Заговорщиками они не были и «ни в какой заговор по созданию революции никто в 1920-е годы не верил. Говорить о зловредном заговоре, об ужасном демоническом образе вождей – крайне наивно. В стране произошло то, что было ей уготовано предыдущим. Революция – это порыв народной страсти, безудержный, раскованный, жестокий… Мы пришли на Землю для проникновенного Дела. Для Бунта. Для встречи с трагизмом, неизменно ведущим к состраданию. Пришли, чтобы увидеть Христа во всем… Я думаю, что наша встреча с Богом проявляется не столько в молитве, ритуале, аскезе или догме, сколько в делании… Благодарю судьбу за то, что мне довелось прийти на Землю в этот бурный век, жестокий и обильно политый кровью. В рьяную страну, где сталкивались, а иногда и переплетались сурово противостоящие течения мысли. Благодарю за то, что удалось отстоять себя, не сдаться, не сломиться», – писал В. Налимов, который был дважды арестован и чудом выжил в лагерях.
Похоже, что и декабристы, и Лариса Рейснер тоже пришли в мир для Дела и Бунта ради свободы. Лариса Михайловна отличалась «духом искательства». Несмотря на преданность коммунизму, революции, в ее произведениях есть прорывы в целостное сознание, которое пробуждается в человеке на тоску по совершенной красоте, на зов бесконечности.
Четвертый конгресс Коммунистического интернационала, состоявшийся в Москве в 1922 году, в особой резолюции запретил коммунистам принадлежать к каким-либо масонским ложам. Оказывается, до революции масонами были Анатолий Луначарский и Карл Радек, последний интернационалист, как его называли
Очерки о декабристах Лариса Рейснер пишет с точки зрения победившего революционера, отмечая, что «цвет своей эпохи, самые тонкие, самые блестящие люди того времени» отказались от революции, не желая допустить народных бунтов. Поэтому были обречены, а их цель повернуть Россию на путь законов и свободы личности недостижима противостоянием «нелепого каре» на Сенатской площади. Ее портреты Штейнгеля, Каховского, Трубецкого дышат жизненной энергией живых людей, современников. В этом художественная сила ее очерков.

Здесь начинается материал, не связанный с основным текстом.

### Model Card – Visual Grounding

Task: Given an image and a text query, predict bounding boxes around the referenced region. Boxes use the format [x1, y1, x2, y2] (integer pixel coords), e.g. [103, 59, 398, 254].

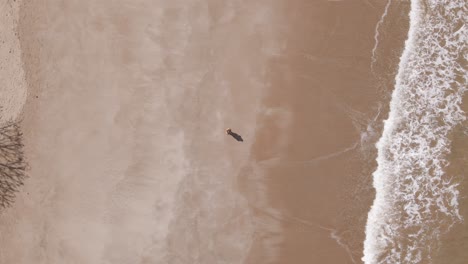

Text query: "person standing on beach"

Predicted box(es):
[225, 128, 243, 142]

Ее любимый герой Рылеев – из «третьего сословия», которое даст продолжение делу декабристов. Очерк о Трубецком завершается единством места, связующим времена: «Как раз напротив Кронверкского вала и того места, где вешали декабристов, наискось через небольшой канал стоит теперь небольшой белый дом. С его балкона через сто лет после казни декабристов говорил Ленин. Когда Рылеев корчился в петле, дома этого еще не было».
Дом этот – особняк балерины Матильды Кшесинской, а рядом с «небольшим каналом» построен Ортопедический институт, где лечилась Лариса Рейснер.
Очерк «Князь Сергей Петрович Трубецкой» был опубликован в «Известиях» 1 января 1926 года. Там же 5 января был напечатан очерк «День 14 декабря». 9 января в «Красной газете» вышли отрывки «О бароне Штейнгеле, декабристе», «О Каховском». Целиком «Барон Штейнгель» был опубликован во втором номере «Красной нови» за 1926 год. Газетные публикации Лариса Михайловна успела увидеть.
Ю. Либединский собирался позвонить Ларисе Михайловне и «выразить свое восхищение… Будто она сама была среди декабристов». Впрочем, так оно и было бы, родись она на 90 лет раньше.
«Лучшая ее статья – о бароне Штейнгеле. Она только что научилась не описывать, не называть, а развертывать предмет. Из русской журналистики как зубами вырвали живой кусок», – писал Виктор Шкловский.
ПОСЛЕДНИЕ ДНИ
Тебе покажется, что я умираю, но это неправда. И когда ты утешишься, ты будешь рад, что знал меня когда-то.
В Таировском театре в декабре 1925 года Ларису Михайловну с Карлом Радеком увидела друг семьи Рейснеров Л. И. Розенблюм, знавшая Ларису с подросткового возраста. Они отошли поговорить. «Весь тот год и в этот день Лариса плохо себя чувствовала. На бледном лице лишь блестели глаза. А былого, единственного совершенного блеска уже не было. Усталая и замученная двойственностью положения, отсутствием сочувствия родных к ней с Радеком, не верящая в свой талант, в свое имя, в свой литературный путь. Эта последняя встреча была тяжела и запомнилась».